Ahora lo meteré en pequeños sobres (delicadísimos) y se lo enviaré a todos mis
amigos para que comprendan, que no vean, lo que ha pasado.
—Lo siento, es que
llevo mucho aquí metido y no sé dónde bajarme —se disculpó el señor mayor ante
el recién llegado.
—La peluquera es amiga
mía, bueno, es amiga de mi madre. Se bajó en piso anterior. La verdad es que no
es amiga mía, se dedica a oler el pelo que me corta y a decirle a mi madre si
huele raro. Creo… creo que voy a volver a cortármelo pronto habiéndome puesto
una mascarilla de amoníaco.
—Oye, ¿alguien ha leído
el título de la entrada? ¿Sabéis acaso si es una historia de amor? —intenta
mirar de perfil a la mujer del pelo indefinido, sin pensar si quiera en poder
girarse en tan poco espacio—. Porque claro, el protagonista sería yo —intenta
guiñarle el ojo, pero cierra el ojo derecho cuando ella solo podría verle, si
le mirase, el ojo izquierdo.
—¿Y por qué ibas a ser
tú el protagonista? —Pregunta la enfadada. El señor mayor mira al techo por no
tener un periódico, que tampoco podría leer debido a la falta de espacio, y no
usa en su cabeza la expresión “no tener dónde meterse” porque, técnicamente, ya
está metido. Lis lleva instintivamente un dedo a enrollarse en un mechón de
pelo, pero no hay mechón. En Lis se forma un extraño sentimiento y piensa en
quienes ya no están, en quien ya no está, en su pelo cortado y en su madre que
no es tan mala, aunque bueno, es malísima.
—Porque esta historia
ha comenzado conmigo entrado en el ascensor.
—No, ha comenzado
conmigo hablando. Además, esto ni siquiera es una historia, es una conversación,
que ni eso. Parece que somos cuatro, pero por lo menos somos… más de diez —son
diecisiete, pero que como si son diez, que no van a hablar todos—. Tú, por
ejemplo, ¿por qué no hablas? —logra sacudir a un chico asiático.
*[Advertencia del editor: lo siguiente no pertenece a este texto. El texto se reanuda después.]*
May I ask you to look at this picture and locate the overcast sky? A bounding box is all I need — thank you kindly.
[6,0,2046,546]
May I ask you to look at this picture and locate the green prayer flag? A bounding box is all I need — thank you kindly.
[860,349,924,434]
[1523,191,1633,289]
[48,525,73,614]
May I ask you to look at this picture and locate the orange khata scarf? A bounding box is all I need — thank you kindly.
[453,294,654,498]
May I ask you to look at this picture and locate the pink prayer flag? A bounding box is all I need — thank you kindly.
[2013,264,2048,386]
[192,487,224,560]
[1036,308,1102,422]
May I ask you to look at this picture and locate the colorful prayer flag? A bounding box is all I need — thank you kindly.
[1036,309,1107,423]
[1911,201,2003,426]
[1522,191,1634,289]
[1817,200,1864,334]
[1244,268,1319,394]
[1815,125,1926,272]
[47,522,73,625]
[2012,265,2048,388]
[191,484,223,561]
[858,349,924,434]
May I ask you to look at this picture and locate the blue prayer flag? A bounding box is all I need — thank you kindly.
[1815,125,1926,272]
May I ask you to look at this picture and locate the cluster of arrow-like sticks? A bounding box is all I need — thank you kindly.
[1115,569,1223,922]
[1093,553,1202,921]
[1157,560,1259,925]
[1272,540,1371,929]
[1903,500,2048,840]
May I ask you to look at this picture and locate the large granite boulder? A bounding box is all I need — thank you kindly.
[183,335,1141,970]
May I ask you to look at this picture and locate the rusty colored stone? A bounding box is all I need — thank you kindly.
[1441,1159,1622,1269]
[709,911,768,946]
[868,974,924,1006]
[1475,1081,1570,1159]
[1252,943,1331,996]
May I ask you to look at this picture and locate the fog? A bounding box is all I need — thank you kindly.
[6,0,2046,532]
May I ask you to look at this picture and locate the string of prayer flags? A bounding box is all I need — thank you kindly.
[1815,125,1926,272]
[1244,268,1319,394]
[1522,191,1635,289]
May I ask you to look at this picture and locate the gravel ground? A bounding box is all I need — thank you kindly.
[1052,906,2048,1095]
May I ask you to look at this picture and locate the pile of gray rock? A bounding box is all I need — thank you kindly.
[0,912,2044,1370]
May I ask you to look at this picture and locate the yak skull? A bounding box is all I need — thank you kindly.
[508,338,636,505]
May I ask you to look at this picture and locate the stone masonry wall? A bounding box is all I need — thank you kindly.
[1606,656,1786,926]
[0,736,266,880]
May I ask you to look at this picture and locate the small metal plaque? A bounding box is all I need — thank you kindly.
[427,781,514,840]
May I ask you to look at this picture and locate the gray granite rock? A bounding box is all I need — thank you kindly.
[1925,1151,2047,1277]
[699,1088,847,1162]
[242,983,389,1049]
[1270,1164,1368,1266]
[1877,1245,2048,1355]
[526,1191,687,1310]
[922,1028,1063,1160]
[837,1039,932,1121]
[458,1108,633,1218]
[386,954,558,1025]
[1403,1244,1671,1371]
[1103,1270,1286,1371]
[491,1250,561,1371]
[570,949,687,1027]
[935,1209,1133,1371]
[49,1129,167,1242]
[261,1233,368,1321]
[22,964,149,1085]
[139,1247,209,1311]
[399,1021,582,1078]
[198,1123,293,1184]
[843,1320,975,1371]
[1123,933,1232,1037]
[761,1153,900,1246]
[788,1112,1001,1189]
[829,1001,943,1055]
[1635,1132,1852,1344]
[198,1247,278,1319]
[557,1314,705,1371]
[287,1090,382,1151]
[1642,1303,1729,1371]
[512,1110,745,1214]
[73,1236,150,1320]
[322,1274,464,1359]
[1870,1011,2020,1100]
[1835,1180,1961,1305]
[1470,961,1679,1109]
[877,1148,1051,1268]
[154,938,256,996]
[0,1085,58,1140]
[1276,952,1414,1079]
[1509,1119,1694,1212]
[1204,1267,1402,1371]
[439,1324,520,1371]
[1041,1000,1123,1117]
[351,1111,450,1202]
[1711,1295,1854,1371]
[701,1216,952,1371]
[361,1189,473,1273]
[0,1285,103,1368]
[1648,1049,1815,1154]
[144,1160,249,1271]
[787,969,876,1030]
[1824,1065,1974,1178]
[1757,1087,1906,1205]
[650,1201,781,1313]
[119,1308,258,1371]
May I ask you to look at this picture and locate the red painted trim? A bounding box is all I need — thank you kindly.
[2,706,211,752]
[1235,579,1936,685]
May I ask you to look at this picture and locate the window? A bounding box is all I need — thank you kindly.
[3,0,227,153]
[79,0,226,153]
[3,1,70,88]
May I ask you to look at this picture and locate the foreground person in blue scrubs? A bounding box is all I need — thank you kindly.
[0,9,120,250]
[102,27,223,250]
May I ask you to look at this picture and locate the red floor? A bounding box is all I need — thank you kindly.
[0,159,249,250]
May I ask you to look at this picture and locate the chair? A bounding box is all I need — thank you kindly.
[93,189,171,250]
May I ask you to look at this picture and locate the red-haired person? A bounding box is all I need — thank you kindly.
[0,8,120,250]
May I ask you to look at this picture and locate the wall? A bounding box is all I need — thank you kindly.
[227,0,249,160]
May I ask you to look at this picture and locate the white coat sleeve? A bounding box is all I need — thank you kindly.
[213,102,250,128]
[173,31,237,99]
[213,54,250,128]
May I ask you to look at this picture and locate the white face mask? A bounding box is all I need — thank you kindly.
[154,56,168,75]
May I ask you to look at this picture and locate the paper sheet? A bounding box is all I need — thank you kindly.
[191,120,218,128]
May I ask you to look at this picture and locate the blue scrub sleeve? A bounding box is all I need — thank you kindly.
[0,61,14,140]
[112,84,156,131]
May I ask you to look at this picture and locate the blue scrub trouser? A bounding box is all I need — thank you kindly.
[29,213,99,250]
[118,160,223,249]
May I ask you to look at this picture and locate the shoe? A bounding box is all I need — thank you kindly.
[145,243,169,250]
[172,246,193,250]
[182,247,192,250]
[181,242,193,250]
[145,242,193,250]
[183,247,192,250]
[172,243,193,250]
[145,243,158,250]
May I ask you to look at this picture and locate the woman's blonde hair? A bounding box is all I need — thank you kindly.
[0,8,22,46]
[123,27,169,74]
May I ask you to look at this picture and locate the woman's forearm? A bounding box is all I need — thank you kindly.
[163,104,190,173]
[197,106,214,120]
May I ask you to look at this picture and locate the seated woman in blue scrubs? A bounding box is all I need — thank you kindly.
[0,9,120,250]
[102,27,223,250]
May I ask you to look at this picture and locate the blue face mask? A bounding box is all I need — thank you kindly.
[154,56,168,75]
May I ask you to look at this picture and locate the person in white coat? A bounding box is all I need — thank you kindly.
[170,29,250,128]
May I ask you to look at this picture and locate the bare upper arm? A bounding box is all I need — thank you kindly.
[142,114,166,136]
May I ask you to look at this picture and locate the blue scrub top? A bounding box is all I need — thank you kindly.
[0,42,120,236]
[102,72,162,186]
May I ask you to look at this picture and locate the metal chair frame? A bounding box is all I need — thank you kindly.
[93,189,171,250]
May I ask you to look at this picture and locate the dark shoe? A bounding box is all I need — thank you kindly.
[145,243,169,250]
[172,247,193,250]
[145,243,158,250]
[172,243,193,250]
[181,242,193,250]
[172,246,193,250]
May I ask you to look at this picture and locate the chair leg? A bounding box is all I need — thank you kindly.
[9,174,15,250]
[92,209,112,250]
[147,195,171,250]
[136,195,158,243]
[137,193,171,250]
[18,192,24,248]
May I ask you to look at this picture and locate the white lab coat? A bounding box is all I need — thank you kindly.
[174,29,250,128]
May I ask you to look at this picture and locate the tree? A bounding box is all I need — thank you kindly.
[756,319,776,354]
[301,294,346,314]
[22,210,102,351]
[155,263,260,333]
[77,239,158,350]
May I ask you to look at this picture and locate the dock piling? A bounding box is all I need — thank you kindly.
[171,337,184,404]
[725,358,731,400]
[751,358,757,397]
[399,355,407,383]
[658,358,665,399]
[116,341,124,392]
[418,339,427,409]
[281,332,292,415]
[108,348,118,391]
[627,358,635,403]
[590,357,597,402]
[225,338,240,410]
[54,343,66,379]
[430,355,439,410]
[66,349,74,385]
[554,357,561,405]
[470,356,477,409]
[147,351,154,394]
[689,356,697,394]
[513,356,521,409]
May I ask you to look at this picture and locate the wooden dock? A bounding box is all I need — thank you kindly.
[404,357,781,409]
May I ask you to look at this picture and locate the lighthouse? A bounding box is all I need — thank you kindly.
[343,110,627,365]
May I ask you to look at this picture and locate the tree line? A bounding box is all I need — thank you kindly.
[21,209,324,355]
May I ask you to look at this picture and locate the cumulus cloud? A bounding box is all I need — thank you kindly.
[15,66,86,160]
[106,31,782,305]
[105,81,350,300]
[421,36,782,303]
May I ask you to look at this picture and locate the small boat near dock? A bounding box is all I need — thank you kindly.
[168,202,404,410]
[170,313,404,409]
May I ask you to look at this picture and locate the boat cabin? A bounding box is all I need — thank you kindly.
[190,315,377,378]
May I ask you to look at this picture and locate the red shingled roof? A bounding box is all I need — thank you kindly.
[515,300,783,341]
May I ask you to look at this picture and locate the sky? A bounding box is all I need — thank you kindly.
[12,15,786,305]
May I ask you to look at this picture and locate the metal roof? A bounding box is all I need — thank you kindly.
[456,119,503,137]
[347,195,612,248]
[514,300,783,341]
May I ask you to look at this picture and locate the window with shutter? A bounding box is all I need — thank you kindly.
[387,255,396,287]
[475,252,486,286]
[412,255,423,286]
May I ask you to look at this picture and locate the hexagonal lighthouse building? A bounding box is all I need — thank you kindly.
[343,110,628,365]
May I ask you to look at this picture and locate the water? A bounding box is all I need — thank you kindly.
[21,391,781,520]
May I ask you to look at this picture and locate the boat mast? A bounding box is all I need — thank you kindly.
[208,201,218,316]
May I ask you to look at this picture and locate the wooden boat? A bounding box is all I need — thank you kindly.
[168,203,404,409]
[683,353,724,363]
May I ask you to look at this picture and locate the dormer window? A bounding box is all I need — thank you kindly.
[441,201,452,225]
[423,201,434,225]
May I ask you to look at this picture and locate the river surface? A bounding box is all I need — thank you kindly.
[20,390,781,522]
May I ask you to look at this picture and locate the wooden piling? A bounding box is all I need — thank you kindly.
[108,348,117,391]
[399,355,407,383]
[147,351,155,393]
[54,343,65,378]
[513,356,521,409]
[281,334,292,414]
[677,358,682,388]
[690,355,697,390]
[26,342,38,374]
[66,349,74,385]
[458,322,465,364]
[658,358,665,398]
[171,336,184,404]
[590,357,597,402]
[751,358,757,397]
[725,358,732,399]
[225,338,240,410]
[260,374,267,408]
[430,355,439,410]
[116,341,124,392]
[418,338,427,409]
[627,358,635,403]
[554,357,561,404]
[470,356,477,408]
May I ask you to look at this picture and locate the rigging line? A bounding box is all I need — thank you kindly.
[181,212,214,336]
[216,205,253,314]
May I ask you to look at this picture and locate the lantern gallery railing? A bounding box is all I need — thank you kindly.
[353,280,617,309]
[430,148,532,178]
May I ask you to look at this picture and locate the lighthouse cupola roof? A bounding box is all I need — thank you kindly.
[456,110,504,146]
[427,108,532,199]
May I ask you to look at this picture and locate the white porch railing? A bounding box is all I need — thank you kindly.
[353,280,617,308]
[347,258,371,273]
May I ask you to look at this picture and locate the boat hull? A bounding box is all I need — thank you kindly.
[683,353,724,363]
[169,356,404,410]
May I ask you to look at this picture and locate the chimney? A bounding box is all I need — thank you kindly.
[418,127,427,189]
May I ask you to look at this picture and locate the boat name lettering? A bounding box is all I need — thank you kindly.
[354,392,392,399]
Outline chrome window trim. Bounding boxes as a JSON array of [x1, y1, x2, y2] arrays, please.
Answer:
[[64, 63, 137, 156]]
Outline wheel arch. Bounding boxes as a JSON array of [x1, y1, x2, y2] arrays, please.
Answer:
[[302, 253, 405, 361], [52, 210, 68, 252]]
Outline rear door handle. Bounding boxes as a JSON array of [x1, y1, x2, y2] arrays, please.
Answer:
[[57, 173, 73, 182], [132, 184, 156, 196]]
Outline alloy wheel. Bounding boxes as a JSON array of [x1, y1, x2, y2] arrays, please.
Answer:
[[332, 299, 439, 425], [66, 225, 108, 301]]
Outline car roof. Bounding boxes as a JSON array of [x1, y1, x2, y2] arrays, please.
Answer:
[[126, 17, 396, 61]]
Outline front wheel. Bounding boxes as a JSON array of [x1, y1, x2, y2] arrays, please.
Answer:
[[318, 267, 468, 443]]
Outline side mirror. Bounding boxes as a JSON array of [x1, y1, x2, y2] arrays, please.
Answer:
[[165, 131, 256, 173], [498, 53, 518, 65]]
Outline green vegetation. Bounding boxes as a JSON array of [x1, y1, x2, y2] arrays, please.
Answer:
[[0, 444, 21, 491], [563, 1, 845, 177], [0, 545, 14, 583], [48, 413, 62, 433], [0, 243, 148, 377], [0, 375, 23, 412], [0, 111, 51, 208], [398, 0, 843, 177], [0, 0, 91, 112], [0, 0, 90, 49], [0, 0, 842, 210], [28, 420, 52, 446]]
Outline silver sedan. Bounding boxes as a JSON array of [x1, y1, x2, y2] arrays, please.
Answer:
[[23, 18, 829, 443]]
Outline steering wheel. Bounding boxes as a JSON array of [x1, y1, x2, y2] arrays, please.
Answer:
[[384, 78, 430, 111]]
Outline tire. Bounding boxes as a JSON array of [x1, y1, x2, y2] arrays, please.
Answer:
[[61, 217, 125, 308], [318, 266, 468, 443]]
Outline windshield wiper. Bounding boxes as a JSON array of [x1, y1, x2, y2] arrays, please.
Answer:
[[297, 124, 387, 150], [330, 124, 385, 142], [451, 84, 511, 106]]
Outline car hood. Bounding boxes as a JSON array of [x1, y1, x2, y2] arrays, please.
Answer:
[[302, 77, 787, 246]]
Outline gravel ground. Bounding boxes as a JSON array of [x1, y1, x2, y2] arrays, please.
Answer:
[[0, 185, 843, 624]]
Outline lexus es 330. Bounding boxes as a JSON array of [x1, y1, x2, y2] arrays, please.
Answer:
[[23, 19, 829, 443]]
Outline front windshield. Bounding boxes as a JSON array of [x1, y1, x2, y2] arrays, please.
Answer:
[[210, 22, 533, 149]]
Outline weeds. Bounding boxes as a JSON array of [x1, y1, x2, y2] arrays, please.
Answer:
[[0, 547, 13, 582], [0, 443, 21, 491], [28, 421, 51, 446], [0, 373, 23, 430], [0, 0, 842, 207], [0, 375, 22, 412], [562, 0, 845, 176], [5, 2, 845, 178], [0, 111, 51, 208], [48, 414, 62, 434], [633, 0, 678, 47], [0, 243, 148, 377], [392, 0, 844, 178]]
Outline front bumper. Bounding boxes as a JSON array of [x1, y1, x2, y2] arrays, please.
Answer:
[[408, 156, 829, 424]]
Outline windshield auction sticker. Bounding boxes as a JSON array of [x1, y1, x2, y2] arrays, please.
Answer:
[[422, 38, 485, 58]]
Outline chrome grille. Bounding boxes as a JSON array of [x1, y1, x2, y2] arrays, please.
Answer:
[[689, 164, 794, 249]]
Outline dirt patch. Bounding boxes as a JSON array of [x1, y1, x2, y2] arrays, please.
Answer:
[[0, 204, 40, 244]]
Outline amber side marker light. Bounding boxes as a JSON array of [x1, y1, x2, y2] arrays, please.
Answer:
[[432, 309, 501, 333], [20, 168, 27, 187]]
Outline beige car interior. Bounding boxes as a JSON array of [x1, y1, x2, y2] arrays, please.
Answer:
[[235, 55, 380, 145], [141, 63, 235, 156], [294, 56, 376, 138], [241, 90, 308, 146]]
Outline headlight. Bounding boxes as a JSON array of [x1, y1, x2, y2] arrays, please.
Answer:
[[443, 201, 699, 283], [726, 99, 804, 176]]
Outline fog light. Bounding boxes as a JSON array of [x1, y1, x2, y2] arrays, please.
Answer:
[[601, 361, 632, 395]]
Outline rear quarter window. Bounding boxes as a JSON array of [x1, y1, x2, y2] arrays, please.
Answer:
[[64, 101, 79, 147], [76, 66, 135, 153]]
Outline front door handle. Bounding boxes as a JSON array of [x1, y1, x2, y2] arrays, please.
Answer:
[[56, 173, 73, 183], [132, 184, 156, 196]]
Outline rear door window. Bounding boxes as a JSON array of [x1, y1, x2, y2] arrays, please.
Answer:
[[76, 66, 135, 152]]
—폴라는이 글을 읽을 것인가? (suena “¿pollaneun-i geul-eul ilg-eul geos-inga?”).
—Bueno, sin
protagonismos. Puedes bajarte en el último piso conmigo y que imaginemos el
paisaje desde las paredes sin ventanas. Cerrando tal vez los ojos. Los cierras
tú y yo sobre ti, y seguimos hasta que el cielo atraviese el techo.
—Ni siquiera sería una
historia de amor. Sería una historia de ligue, de romance a lo sumo —está muy
enfadada y busca clavar cada palabra demoledora, después no le gusta el
resultado y la rabia va subiendo, ya le llega a las rodillas.
—Bueno, si miráis hacia
abajo podréis comprobar que el escrito está llegando a su fin. Yo me bajo aquí,
este es mi piso. Adiós, pasen un buen día, pasad un buen día —y sale del
ascensor, da un par de pasos, se detiene y gira en redondo. Les mira: a ella le
arde la garganta de rabia porque realmente parece que no tenía ni ese mínimo
protagonismo. El hombre mayor está a punto de derrumbarse después de tantas
horas de pie sin moverse, dan ganas de decirle «bueno, pues afuera no hace ni
bueno ni malo, uno de estos cielos grises que parecen en verdad la ausencia de
un cielo real». Y luego está la chica del pelo recientemente corto (hay trece
personas a las que vamos a ignorar), que llora, muy despacio, como un río
silencioso. Los cuatro lloran en verdad. Una porque no quiere desaparecer
cuando llegue el punto, otro de puro cansancio, otra porque donde ahora no hay
pelo está presente una ausencia y él porque ha salido de ese microcosmos al que
no volverá a entrar. Mira por última vez a Lis, se arranca una cana y la lanza
dentro. La puerta del ascensor ya se cierra y la cana, como una granada, queda justo de ese lado de las puertas cuando el mundo se vuelve a mover, de arriba a
abajo, parando para que se bajen los que pesan demasiado.
Buena metáfora de la vida; claro que sí.